I’ll be the first person in line when someone’s grilling a steak, chicken, or a burger—I love meat. But maybe I don’t want to eat it every single day. Who says I have to? No one, of course. Maybe some of you are feeling the same way. Especially in the summertime, when eating lighter and not heating up the kitchen sound like two really good things. And eating lots of raw, locally grown and organic foods appeals to us right now.
With these thoughts in mind, we went to Barnes and Noble last weekend, grabbed a bunch of raw (un)cookbooks off the shelf, grabbed a table in the cafe, and immersed ourselves in “uncooking.” Some of the books were exactly what we expected. Recipes were complicated, with three, four, or five separate components. You “needed” a special blender, and a “must have” was a dehydrator. Sure, the food looked amazing, but these recipes were no way to ease into a raw food lifestyle. Not for us, anyway.
Two books stood out among all of the ones we looked at, though. First, Ani's Raw Food Kitchen: Easy, Delectable Living Foods Recipes, by Ani Phyo, and Everyday Raw, by Matthew Kenney.
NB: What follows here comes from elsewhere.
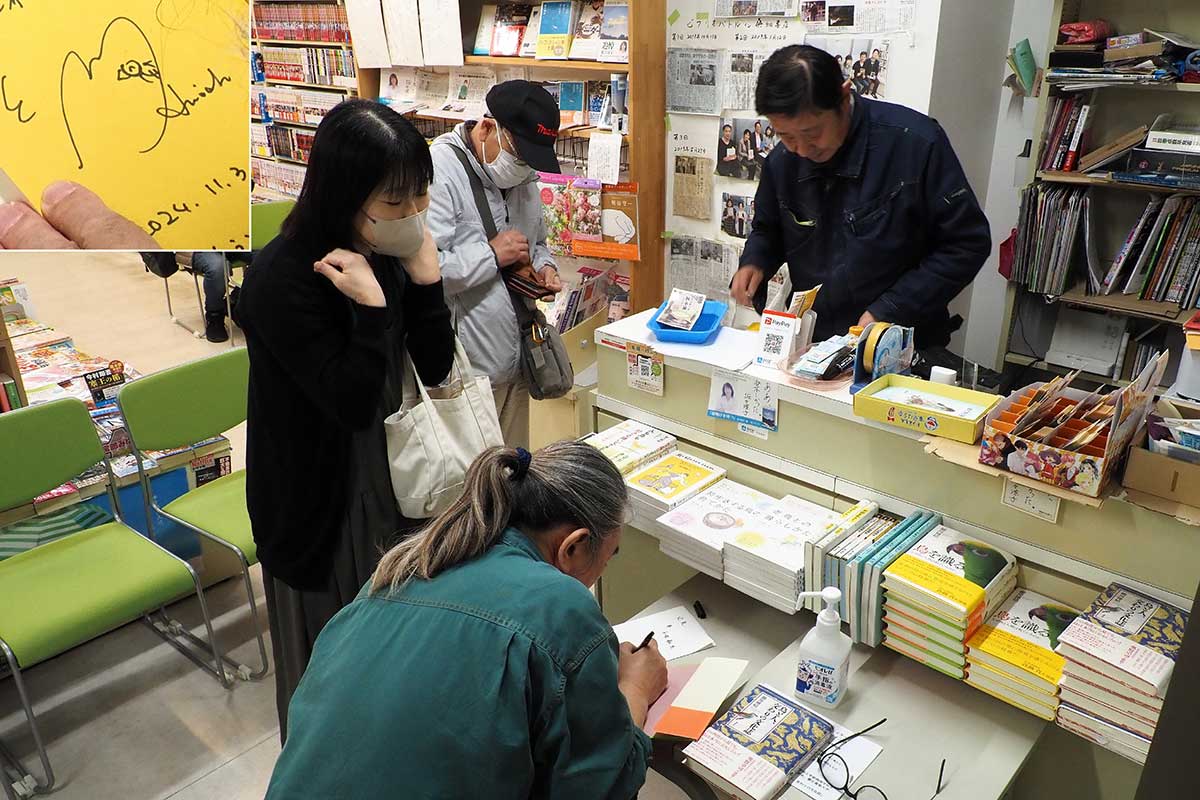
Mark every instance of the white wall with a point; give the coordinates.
(985, 338)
See them both here, on Amazon:
Both of these books make adding raw foods to your diet easy and definitely not daunting. The recipes are droolworthy and beautiful. The ingredients aren’t hard to track down. There may be a few new ingredients you haven’t seen or heard of yet, but that’s what google is for, right? And so far, I’ve had no trouble tracking down the few things I didn’t have in my pantry.
In Everyday Raw, Matthew says you don’t even need a dehydrator, which I don’t have. You can use your oven on it’s lowest setting, with the door propped open. What’s the dehydrator for? Well, it’s for raw breads, crackers, crusts—in other words, they’re dried, not heated and baked.
I’m going to try my hand at making raw bread from Ani’s book this week, and will keep you posted. It’s for the Sun Burgers on Black Sesame Sunflower Bread that she’s enjoying on the cover of her book. They look and sound incredible! My husband and I figured that since we’re just starting out and testing the waters, we’d compromise with crusts and breads for the most part. In other words, if we want raw pizza, we’ll make the healthiest pizza crust we can find, bake it, and then add raw toppings. Same thing for tart and pie crusts, breads, etc. As we get better at this, maybe we’ll invest in that dehydrator and see what we can do. A side note—Ani’s tart and pie crusts are not dehydrated—just held together with dates and pressed into the pan.
So far, Ani’s book seems to be the best place to start. She rarely uses a dehydrator—very few of her recipes call for one, and we already know we can use our oven. She also has a website, where you can see some of her recipes.
When we left the bookstore, we headed over to our local natural foods store. It was fate. They were serving samples of this raw soup. Who can resist a free sample? It was delicious—cool, creamy, fresh tasting, and had a little crunch from some fresh corn sprinkled over the top. And guess what? They had copies of the recipe, and everything to make it, right there in one place. Of course we picked up everything to make it at home!
This one’s very good for summer meals when you want a little bit of a starter. Serve a small bowl or a pretty little cup of this to guests and I’m sure they’ll love it. I don’t think I could sit and eat a whole bowl of this, though. It’s amazingly creamy and rich for something that has no cream in it! The creaminess comes from raw cashews blended right in, and an avocado. There’s also coconut water in this. Not coconut milk, but water. That’s refreshing on it’s own! And delicious, too.
Every single ingredient in this recipe, except for the raw cashews, can be found at my local grocery chain. In fact, many of them were cheaper there than at the natural foods store. It’s all trial and error. Also—I think you could easily warm this soup up if you prefer!
Raw Cream of Asparagus Soup
Makes 4 servings
1 bunch raw asparagus
1 ripe avocado
1 liter coconut water
1 cup raw cashews
1/4 cup fresh dill
juice of one lemon
1 tsp tamari
2 cloves garlic
1/2 tsp black pepper
1 ear fresh corn, with corn removed
Add all ingredients except corn to blender.
(If it's too much to fit all at once, do it in two batches and mix together.)
Blend until smooth or desired texture.
Top with fresh corn and serve.
Another benefit of raw cooking? For the most part, it’s pretty quick. This one was, anyway. Keep an eye out for more recipes like this one, raw and uncooked. But don’t worry, there’s still meat in the freezer, and bread in the oven, hehe. Baby steps.